My Lords, I can not agree with the noble Duke, that nothing less than an immediate attack upon the honor or interest of this nation can authorize us to interpose in defense of weaker states, and in stopping the enterprises of an ambitious neighbor.4 Whenever that narrow, selfish policy has prevailed in our councils, we have constantly experienced the fatal effects of it. By suffering our natural enemies to oppress the powers less able than we are to make resistance, we have permitted them to increase their strength, we have lost the most favorable opportunities of opposing them with success, and found ourselves at last obliged to run every hazard in making that cause our own, in which we were not wise enough to take part while the expense and danger might have been supported by others.
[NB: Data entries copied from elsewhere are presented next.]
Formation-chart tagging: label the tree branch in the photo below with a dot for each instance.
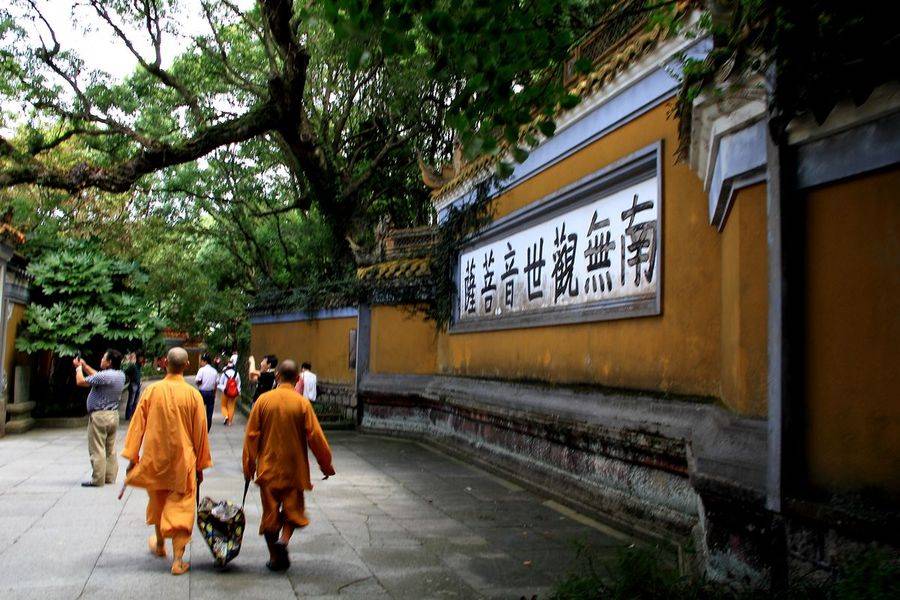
(151, 15)
(119, 178)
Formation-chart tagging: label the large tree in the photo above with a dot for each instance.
(341, 93)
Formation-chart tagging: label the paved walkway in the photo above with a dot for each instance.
(400, 520)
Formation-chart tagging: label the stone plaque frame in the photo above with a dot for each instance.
(635, 168)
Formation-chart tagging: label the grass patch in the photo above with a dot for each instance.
(639, 573)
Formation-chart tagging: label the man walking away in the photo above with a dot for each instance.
(230, 384)
(168, 448)
(103, 414)
(133, 374)
(206, 382)
(306, 386)
(281, 425)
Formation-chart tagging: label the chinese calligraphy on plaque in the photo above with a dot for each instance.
(603, 251)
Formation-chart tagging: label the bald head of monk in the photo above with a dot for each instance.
(176, 360)
(287, 372)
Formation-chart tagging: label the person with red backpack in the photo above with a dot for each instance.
(230, 386)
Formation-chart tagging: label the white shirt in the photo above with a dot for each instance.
(206, 378)
(309, 385)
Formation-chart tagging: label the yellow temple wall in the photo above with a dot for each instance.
(745, 303)
(325, 343)
(678, 351)
(403, 341)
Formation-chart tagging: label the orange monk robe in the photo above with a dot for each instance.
(281, 426)
(168, 443)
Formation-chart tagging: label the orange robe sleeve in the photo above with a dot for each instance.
(251, 442)
(315, 437)
(135, 436)
(200, 436)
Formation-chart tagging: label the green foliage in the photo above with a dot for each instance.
(646, 574)
(85, 299)
(814, 54)
(459, 224)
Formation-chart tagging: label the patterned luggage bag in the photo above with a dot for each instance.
(222, 525)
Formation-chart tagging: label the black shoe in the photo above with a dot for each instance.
(281, 552)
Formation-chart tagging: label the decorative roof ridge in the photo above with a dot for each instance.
(634, 46)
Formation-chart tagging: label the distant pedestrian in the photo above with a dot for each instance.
(206, 380)
(167, 451)
(103, 414)
(230, 385)
(133, 376)
(281, 429)
(306, 385)
(265, 376)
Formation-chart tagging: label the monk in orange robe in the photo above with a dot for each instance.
(281, 427)
(168, 448)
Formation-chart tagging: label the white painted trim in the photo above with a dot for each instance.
(883, 101)
(648, 82)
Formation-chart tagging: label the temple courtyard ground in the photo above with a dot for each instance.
(400, 520)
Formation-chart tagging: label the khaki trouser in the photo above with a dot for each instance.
(102, 445)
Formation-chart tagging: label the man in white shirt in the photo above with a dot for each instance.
(206, 380)
(309, 381)
(230, 386)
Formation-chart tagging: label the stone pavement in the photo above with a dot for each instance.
(400, 520)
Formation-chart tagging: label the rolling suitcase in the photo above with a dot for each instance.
(222, 525)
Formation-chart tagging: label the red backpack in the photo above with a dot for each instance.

With respect to Corsica, I shall only say, that France has obtained a more useful and important acquisition in one pacific campaign than in any of her belligerent campaigns--at least while I had the honor of administering war against her. The word may, perhaps, be thought singular. I mean only while I was the minister chiefly intrusted with the conduct of the war. I remember, my Lords, the time when Lorraine was united to the crown of France. That, too, was in some measure a pacific conquest; and there were people who talked of it as the noble Duke now speaks of Corsica. France was permitted to take and keep possession of a noble province; and, according to his grace's ideas, we did right in not opposing it. The effect of these acquisitions is, I confess, not immediate; but they unite with the main body by degrees, and, in time, make a part of the national strength. I fear, my Lords, it is too much the temper of this country to be insensible of the approach of danger, until it comes with accumulated terror upon us.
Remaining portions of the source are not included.